[Kernel] Test `DefaultJsonHandler` for empty JSON files
Which Delta project/connector is this regarding?
- [ ] Spark
- [ ] Standalone
- [ ] Flink
- [X] Kernel
- [ ] Other (fill in here)
Overview
#2211 adds a test for reading empty parquet files (and fixes a bug in our DefaultParquetReader). We should test the same for the DefaultJsonHandler.
Further details
We should test DefaultJsonHandler.readJsonFiles(...) with a file-list that includes empty JSON files in the middle of the list.
Hi @allisonport-db,
Is this ticket still open? If so I would like to help on this. 😄
@fernandocast are you still interested in working on this issue? Let me know if you have any questions.

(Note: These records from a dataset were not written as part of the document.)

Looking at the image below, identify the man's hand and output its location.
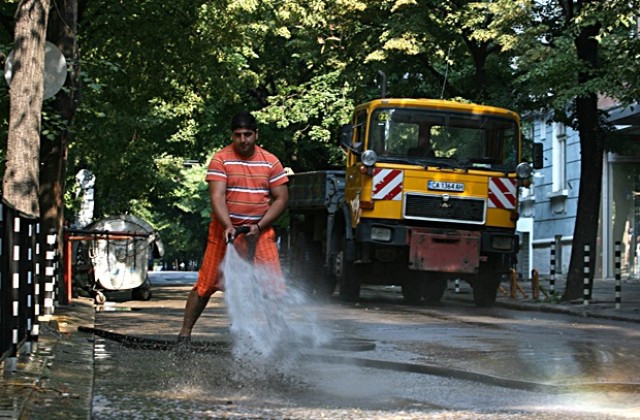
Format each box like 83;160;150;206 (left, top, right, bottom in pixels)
223;226;236;243
248;224;261;237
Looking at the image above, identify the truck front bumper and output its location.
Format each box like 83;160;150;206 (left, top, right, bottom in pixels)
355;222;517;272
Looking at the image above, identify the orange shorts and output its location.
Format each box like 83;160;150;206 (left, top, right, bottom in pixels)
194;220;284;298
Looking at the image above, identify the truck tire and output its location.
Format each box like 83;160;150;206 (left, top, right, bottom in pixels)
291;232;336;296
336;239;360;301
472;282;498;307
472;258;502;307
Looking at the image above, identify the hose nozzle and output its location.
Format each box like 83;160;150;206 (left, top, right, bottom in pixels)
227;225;251;244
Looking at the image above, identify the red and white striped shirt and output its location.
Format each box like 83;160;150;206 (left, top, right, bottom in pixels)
206;144;288;225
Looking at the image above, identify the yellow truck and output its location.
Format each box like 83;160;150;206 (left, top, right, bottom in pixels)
287;97;541;307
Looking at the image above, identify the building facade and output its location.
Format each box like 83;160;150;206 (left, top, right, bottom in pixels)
517;104;640;280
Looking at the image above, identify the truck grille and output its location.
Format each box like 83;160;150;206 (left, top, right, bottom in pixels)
403;193;486;224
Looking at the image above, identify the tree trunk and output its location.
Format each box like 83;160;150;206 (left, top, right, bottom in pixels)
2;0;50;217
564;21;603;301
40;0;79;303
40;0;79;235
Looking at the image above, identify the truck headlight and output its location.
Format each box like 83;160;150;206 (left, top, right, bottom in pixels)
361;150;378;167
516;162;532;179
371;226;392;242
492;235;514;251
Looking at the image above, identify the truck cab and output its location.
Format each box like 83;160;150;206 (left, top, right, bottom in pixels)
287;98;538;307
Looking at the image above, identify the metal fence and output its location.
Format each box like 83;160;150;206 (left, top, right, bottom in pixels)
0;198;60;371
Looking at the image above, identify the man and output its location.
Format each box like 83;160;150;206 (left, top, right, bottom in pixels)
177;111;289;348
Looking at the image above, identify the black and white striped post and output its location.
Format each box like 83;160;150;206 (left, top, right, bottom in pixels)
25;221;40;351
583;244;590;305
455;278;460;294
615;241;621;310
0;201;3;341
43;230;58;317
22;221;35;354
6;214;22;371
549;242;556;295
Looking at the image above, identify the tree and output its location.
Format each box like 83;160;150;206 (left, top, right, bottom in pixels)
3;0;50;217
68;0;245;262
490;0;640;299
359;0;517;107
39;0;80;269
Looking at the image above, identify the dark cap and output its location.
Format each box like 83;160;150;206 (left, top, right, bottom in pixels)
231;111;258;132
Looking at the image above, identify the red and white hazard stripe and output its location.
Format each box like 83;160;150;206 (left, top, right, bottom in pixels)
372;168;403;201
488;177;517;209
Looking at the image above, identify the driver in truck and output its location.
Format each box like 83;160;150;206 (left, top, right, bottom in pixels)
407;123;435;158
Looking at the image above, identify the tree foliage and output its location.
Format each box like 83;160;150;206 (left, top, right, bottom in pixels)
3;0;640;271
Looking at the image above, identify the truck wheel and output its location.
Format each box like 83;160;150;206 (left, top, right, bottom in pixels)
317;273;337;296
336;241;360;301
290;232;314;293
472;259;501;307
472;282;498;307
402;280;422;305
291;232;336;296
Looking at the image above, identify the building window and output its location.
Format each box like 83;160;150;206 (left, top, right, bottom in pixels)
552;122;567;192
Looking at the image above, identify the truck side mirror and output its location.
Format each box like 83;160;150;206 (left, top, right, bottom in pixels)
532;143;543;169
339;124;354;149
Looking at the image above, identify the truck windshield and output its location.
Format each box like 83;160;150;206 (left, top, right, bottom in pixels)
368;107;519;171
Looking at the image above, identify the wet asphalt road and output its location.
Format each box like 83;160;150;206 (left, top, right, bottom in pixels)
88;273;640;419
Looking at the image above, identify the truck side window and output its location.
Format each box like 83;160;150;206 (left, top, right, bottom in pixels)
354;111;367;149
368;111;388;155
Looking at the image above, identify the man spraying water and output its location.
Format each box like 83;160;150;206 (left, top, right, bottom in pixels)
177;111;289;352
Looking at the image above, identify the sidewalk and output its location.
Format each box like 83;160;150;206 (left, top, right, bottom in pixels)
451;276;640;324
0;297;95;419
2;276;639;419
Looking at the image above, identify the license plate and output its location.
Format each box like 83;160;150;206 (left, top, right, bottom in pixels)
427;181;464;192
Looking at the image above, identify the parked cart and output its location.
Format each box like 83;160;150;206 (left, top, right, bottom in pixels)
65;214;164;304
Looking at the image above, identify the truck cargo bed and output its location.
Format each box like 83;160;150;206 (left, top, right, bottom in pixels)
288;170;345;210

@fernandocast are you still interested in working on this issue? Let me know if you have any questions.
Yes, I'm still interested. Sorry, I have been kind of busy but I'm gonna start this week.

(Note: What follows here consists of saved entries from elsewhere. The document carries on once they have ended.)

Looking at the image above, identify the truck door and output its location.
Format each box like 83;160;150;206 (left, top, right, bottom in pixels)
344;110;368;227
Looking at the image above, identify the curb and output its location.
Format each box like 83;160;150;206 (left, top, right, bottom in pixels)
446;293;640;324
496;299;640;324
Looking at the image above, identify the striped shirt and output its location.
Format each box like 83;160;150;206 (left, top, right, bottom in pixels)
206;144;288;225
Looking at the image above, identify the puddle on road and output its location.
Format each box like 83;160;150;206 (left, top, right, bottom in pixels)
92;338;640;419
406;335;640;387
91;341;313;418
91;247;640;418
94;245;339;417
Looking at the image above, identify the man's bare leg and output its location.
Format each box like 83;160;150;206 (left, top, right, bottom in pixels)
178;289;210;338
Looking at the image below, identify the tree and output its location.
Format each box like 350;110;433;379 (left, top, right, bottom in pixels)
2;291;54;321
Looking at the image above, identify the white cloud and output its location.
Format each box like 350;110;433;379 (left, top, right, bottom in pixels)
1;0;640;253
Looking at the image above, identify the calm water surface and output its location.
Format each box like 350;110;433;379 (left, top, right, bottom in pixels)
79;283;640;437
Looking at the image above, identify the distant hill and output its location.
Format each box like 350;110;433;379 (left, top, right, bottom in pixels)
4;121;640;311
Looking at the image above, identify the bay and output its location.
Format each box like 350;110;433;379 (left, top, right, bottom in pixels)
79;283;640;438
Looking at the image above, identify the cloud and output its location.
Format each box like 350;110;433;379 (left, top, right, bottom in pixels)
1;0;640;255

@fernandocast are you still interested in working on this issue? Let me know if you have any questions.
One question @vkorukanti, I noticed that the method DefaultJsonHandler.readJsonFiles doesn't works well if the list of files contains and empty file in the middle. Is this the expected behavior ? or should I fix this and also perform the tests?
Example of current behaviour:
list of json files 1.json -> {non_empty_json} 1_empty.json -> empty 2.json -> {non_empty_json}
in this case the current code just read data from 1.json and stops when it found the empty file.
@fernandocast Yep, it is a bug. You can fix it by calling the hasNext recursively within the current hasNext implementation. Please fix the bug along with the tests.